The process of cleaning up after last week’s ferocious storm has made it all too obvious where our household preparations have fallen short. When you can’t see after dark because you don’t have fresh batteries for your flashlight, and you can’t get to the store to buy batteries because there’s no gas in your car, it’s a memorable lesson in the high cost of not preparing for climate change-related disaster — and one that the LePage administration will never learn.

The storm that struck Maine brought winds of up to 70 mph and enough rain to spur flash-flood warnings in some areas. Thousands of trees were blown down and ripped apart across Maine, contributing to outages that left nearly two-thirds of the state without power.

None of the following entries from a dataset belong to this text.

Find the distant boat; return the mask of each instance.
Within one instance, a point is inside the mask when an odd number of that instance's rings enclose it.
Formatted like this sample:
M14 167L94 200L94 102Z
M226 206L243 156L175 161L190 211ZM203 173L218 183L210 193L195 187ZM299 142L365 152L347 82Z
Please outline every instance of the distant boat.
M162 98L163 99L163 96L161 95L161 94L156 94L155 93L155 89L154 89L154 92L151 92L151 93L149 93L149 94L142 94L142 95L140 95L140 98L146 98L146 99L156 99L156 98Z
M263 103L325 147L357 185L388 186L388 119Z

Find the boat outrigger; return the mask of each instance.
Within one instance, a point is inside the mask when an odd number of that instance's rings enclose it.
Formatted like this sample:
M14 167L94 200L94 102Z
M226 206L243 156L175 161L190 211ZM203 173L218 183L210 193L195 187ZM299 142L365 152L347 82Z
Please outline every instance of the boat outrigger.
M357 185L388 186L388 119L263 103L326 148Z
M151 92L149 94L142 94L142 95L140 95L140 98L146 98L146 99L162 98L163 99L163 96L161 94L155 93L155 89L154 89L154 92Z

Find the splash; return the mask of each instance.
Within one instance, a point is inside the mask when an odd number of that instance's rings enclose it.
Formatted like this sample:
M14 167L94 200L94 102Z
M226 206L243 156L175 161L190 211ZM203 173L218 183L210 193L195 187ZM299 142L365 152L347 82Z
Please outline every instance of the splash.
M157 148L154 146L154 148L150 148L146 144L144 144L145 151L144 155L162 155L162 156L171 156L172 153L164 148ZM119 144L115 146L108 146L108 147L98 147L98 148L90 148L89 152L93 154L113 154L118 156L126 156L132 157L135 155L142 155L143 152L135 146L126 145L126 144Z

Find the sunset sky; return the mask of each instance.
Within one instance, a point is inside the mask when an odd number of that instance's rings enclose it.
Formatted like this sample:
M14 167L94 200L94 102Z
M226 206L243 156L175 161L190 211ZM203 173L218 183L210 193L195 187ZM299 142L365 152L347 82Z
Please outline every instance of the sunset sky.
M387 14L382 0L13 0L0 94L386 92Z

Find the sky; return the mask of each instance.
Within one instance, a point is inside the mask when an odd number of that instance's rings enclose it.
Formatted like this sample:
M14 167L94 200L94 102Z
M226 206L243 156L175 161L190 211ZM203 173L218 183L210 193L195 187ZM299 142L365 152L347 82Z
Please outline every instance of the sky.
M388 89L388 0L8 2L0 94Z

What does that have to do with climate change? To begin with, we know that Maine, like the rest of the country and the world, is getting warmer as greenhouse gases warm the planet. This feeds intense rainstorms that flow out to sea and are funneled into rivers rather than soaking into the soil. The higher temperatures also provide a welcoming environment for invasive insects that feed on trees already weakened by the lack of moisture.

The stage was set for something local tree experts say they haven’t seen before: widespread damage to leafy trees. “This is not normal, for so many deciduous trees to rip up from the base,” arborist Todd Robbins, assistant property manager at a 2,100-acre agricultural and forest preserve in Cape Elizabeth, told the Press Herald.

So while we can’t say that this particular storm was caused by climate change, it’s safe to conclude that climate change both increases the likelihood of severe weather and leaves us more vulnerable to the damage it does. Given the stakes, Maine officials should be spearheading a statewide effort to ensure that we’re ready for what’s coming.

But that’s not the way Paul LePage rolls. During his first campaign for governor, he suggested that climate change is an issue that’s been exaggerated to score political points, declaring: “I do not believe in the Al Gore science.” He scuttled the development of a state climate change adaptation strategy begun under the Baldacci administration. And he’s consistently made clear how low global warming ranks on his list of priorities — most recently in August, when he told Waterville Rotarians, without evidence, that the Earth actually has been cooling lately and shrugged off the idea that human activity has anything to do with climate change.

Left to fend for themselves, some Maine towns and cities have started preparing for the worst, elevating streets and changing building requirements in flood-prone areas and investing in things like larger culverts, through which water can pass more quickly.

But while it’s commendable for individual municipalities to tackle this task, homes, businesses and infrastructure in every Maine community should be protected. And that’s an endeavor that the state should shepherd, providing accurate climate data, working out costs and leveraging federal dollars to fund infrastructure improvements. This is the strategy being employed in New Hampshire, where the recommendations developed by a bipartisan state commission were adopted, with widespread support, in 2016.

Our neighboring state’s approach recognizes that disasters don’t discriminate on the basis of party affiliation. This should be — but won’t be — a model for the LePage administration, which, by politicizing and dismissing the climatic shifts that have made Maine more vulnerable to severe weather, has shamefully abdicated its responsibility to prepare Mainers for the disasters of the future.